I grew up on vinyl, and while I miss the excitement of pulling the record from the paper sleeve and placing it so carefully on the turntable, I don't miss vinyl. I don't miss the scratches and occasional warped discs.
I will miss the CD when it eventually goes. I fear for our digital future with no long-term and reliable storage.
Too bad MP3s are lossy pieces of shit. That codec needs to die a quick death and be replaced with FLAC. CDs are not going anywhere until that happens.
surprisingly not many know of flac and it's awesomeness-- and many equate mp3 as music on a computer, and usually never even heard of wav or know what mp4 even is, just that if there is music on a computer it's called mp3...
I was agreeing with you untill you said mp4. mp4 is a container format, not an encoding.
Wait a second.
Why are we complaining about audio from Compact Discs?
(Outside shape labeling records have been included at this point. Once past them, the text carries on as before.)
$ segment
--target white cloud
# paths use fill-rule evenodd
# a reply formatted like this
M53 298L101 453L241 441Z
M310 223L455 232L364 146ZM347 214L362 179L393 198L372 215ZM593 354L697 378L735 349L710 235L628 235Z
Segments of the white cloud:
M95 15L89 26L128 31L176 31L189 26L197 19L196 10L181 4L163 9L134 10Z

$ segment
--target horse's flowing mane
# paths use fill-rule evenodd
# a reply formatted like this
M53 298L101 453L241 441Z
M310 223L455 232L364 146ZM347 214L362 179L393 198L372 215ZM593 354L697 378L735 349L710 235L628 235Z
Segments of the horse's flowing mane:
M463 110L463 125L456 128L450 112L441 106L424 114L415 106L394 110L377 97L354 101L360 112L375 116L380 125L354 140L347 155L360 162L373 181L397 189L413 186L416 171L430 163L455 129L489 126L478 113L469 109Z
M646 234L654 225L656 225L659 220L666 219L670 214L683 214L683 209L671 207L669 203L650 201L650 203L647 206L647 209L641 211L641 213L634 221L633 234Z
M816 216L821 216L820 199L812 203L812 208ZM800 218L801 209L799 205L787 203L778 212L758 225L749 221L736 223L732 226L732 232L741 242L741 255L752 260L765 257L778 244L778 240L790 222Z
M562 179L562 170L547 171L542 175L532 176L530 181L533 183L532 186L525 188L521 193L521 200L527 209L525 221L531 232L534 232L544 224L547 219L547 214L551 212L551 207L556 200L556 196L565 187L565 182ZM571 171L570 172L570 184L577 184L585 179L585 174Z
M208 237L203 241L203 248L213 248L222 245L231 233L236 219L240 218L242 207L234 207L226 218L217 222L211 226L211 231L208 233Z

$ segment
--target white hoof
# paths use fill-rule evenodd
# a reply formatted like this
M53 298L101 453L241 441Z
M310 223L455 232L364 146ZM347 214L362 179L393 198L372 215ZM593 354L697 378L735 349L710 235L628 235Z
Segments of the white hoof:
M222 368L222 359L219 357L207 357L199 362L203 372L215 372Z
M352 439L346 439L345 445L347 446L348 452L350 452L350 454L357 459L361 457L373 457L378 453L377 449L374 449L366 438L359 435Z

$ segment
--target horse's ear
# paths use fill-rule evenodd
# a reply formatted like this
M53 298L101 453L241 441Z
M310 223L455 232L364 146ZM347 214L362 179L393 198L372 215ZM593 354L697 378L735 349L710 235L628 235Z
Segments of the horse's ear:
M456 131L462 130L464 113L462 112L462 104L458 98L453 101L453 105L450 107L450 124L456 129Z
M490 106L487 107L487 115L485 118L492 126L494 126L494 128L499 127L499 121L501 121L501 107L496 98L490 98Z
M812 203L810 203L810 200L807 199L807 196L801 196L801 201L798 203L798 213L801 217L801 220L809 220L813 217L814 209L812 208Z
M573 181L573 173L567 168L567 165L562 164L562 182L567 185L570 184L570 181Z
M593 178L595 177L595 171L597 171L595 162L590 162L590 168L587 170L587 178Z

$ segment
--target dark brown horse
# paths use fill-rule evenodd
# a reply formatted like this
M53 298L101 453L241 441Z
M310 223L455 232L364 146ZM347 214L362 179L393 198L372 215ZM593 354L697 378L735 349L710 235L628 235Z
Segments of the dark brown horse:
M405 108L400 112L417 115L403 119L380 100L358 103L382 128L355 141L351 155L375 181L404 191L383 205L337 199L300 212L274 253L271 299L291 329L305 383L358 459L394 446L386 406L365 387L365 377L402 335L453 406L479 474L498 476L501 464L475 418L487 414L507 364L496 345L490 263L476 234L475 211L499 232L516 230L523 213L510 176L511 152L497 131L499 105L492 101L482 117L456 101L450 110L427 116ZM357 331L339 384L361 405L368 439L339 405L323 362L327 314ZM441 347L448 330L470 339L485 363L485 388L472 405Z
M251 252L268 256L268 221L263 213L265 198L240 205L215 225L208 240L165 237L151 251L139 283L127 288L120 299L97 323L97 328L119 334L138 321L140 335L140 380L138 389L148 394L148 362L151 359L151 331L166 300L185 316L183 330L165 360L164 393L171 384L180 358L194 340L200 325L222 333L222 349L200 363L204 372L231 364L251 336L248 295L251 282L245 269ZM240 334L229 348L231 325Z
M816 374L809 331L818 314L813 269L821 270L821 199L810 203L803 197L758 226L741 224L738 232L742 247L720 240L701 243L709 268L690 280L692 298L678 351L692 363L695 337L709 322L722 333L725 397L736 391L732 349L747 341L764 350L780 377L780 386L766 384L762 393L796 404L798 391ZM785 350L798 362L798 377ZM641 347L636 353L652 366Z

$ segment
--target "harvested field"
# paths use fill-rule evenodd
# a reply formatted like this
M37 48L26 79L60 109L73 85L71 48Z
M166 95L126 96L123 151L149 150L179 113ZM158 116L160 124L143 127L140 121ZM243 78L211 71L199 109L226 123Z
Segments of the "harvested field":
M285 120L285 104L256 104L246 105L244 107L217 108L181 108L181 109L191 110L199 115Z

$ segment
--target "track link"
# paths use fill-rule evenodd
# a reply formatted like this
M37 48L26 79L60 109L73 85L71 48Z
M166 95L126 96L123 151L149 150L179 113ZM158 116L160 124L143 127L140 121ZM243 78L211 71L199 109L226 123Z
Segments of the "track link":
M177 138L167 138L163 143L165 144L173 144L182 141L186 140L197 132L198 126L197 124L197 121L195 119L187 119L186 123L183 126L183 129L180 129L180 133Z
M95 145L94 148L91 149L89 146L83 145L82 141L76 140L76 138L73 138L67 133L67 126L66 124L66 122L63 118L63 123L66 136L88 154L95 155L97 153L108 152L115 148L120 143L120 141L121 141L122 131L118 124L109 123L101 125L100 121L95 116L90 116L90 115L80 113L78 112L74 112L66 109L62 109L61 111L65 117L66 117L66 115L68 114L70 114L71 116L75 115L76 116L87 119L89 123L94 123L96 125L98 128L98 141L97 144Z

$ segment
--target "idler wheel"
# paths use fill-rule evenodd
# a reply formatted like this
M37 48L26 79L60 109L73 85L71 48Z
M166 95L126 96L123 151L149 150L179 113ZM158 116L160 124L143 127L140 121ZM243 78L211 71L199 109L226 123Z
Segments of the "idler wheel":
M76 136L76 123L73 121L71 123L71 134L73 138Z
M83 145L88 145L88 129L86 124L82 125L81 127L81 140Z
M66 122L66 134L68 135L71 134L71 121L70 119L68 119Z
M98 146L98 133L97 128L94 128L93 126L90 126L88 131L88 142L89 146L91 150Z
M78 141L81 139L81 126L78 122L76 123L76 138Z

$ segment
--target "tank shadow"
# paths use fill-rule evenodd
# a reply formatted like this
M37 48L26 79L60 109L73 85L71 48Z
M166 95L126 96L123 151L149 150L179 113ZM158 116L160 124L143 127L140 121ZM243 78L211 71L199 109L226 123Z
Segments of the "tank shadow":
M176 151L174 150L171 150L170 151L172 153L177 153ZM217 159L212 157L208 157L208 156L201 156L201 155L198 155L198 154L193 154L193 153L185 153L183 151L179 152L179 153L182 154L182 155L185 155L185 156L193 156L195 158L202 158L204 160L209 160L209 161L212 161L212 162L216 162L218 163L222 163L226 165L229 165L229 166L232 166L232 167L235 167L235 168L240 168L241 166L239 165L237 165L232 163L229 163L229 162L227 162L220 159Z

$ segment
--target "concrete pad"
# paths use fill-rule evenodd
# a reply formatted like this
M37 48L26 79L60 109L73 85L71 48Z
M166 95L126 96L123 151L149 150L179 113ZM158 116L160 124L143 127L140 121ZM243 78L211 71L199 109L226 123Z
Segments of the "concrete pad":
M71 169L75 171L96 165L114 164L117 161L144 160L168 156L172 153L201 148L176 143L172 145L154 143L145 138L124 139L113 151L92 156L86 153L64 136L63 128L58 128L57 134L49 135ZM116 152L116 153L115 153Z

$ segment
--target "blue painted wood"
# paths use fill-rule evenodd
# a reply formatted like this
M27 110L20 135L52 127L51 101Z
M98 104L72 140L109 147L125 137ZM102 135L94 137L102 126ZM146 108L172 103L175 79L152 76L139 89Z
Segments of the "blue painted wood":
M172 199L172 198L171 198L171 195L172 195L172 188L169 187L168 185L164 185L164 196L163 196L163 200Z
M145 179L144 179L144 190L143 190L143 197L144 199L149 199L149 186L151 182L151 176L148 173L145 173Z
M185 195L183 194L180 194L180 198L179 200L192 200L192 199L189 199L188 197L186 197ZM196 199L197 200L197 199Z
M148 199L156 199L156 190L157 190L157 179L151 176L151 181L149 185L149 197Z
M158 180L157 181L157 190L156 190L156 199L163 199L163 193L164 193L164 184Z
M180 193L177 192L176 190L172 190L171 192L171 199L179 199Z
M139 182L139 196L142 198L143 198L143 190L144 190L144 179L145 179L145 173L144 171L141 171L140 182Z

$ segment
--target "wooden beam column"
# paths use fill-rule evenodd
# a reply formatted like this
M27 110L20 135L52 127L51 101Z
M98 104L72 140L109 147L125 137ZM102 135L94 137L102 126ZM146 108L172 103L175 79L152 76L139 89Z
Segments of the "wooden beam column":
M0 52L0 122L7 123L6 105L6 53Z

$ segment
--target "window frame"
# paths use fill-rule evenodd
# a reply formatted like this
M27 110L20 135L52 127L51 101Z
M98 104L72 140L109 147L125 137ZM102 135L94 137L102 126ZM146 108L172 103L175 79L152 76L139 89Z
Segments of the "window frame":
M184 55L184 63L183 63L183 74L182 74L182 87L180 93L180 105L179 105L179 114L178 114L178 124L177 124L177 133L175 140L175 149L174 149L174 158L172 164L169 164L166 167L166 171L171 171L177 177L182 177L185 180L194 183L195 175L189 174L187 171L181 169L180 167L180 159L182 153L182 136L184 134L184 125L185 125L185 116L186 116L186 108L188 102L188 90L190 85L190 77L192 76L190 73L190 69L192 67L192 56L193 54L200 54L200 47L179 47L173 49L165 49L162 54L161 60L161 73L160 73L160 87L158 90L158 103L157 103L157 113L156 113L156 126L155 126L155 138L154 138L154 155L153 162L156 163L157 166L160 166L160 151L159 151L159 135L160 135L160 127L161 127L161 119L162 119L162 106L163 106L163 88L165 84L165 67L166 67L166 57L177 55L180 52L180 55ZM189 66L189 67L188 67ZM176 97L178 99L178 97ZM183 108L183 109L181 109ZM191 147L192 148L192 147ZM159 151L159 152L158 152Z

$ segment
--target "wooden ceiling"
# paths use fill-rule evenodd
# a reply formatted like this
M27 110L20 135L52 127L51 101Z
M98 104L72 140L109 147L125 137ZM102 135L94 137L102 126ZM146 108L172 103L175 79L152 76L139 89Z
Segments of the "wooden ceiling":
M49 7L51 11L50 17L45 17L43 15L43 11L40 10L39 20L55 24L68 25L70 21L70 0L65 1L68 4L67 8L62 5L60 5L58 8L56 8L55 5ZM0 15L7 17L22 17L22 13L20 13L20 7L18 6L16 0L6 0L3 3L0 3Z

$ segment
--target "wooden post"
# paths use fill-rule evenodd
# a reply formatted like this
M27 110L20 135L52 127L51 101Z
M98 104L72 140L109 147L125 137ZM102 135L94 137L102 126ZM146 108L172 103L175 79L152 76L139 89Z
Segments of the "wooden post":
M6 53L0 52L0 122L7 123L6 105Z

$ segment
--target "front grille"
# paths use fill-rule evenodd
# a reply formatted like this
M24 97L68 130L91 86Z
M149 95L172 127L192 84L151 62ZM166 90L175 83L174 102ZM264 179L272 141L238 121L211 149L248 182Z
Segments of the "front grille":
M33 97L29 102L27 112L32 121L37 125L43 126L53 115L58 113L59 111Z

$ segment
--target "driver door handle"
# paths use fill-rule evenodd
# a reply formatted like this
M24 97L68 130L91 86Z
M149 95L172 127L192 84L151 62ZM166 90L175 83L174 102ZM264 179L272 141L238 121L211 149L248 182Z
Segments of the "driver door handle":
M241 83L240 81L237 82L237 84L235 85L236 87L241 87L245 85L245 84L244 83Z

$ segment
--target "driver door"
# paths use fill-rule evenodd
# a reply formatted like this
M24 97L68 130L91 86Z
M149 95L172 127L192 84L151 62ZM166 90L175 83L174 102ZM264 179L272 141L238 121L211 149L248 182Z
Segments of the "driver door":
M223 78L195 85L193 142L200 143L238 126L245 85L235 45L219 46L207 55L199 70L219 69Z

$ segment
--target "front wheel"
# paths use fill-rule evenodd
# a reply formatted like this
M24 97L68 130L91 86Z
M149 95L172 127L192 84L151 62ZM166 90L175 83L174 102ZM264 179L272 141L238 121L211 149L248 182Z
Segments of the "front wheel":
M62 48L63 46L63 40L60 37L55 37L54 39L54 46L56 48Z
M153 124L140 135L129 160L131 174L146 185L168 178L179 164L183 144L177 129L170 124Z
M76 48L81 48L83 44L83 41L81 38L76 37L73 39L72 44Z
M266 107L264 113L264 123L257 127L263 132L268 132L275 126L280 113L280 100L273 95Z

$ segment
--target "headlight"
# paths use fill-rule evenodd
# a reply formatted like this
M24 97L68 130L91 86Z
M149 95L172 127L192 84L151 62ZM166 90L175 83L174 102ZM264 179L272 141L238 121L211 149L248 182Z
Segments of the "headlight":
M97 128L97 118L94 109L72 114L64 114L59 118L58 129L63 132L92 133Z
Didn't this invention pave the way for making CD-Rs and DVD-Rs a household object?
I don't see Laserdiscs fitting into a PC case, do you?
I remember getting my first cd player in my car, the shag wagon my friends would call it, losing my virginity to a brand new high fidelity Journey greatest hits CD. I am not sure how people lost there virginity to records. tapes or even 8 tracks, all I know is that I owe that whole moment to my first aftermarket cd player with 15 secs of anti-shock. Don't stop believing... Thanks cds and happy bday.
Arg! He's got his fingers on the groove of the record!!!
Yea, I remember going into John Wanamaker and seeing the first player they had. A top loader.
One of our professors at uni was working at Philips on this project back in the days, he had some fun trivia.. the hole in the middle is exactly the size of an old 10 guilder cent coin.
Also the first demonstration unit they built was a very small unit, very sleek. It was presented on a table with a long tablecloth, underneath which was a huge unit with all the actual electronics inside.
It reach its age of retirement!
i will miss the day cds become obsolete. I still buy them since you can rip the music to any format and has better quality than most files sold online. Cd's for me is like what vinyl was to my parents; it gives you a lot of great memories and can be displayed. Also, I love opening a cd and going through the sleeve and looking at the cd art itself.
As a format for holding music, there is nothing more versatile than a CD. Without them, MP3 would sound even worse (ripped from Vinyl/Cassettes) and the ability to be ripped into any digital format going is good enough reason for them to remain for another 30 years at least.
As for the comment about not hearing differences between AAC+ and Lossless, then you sir have poor hearing. I switched from 128kbps AAC to AIFF and even discounting better bass fidelity from the iPod, AIFF sounds much brighter than AAC ever could. Whilst I have vastly reduced capacity on my 80GB Classic, I've got much better fidelity in return.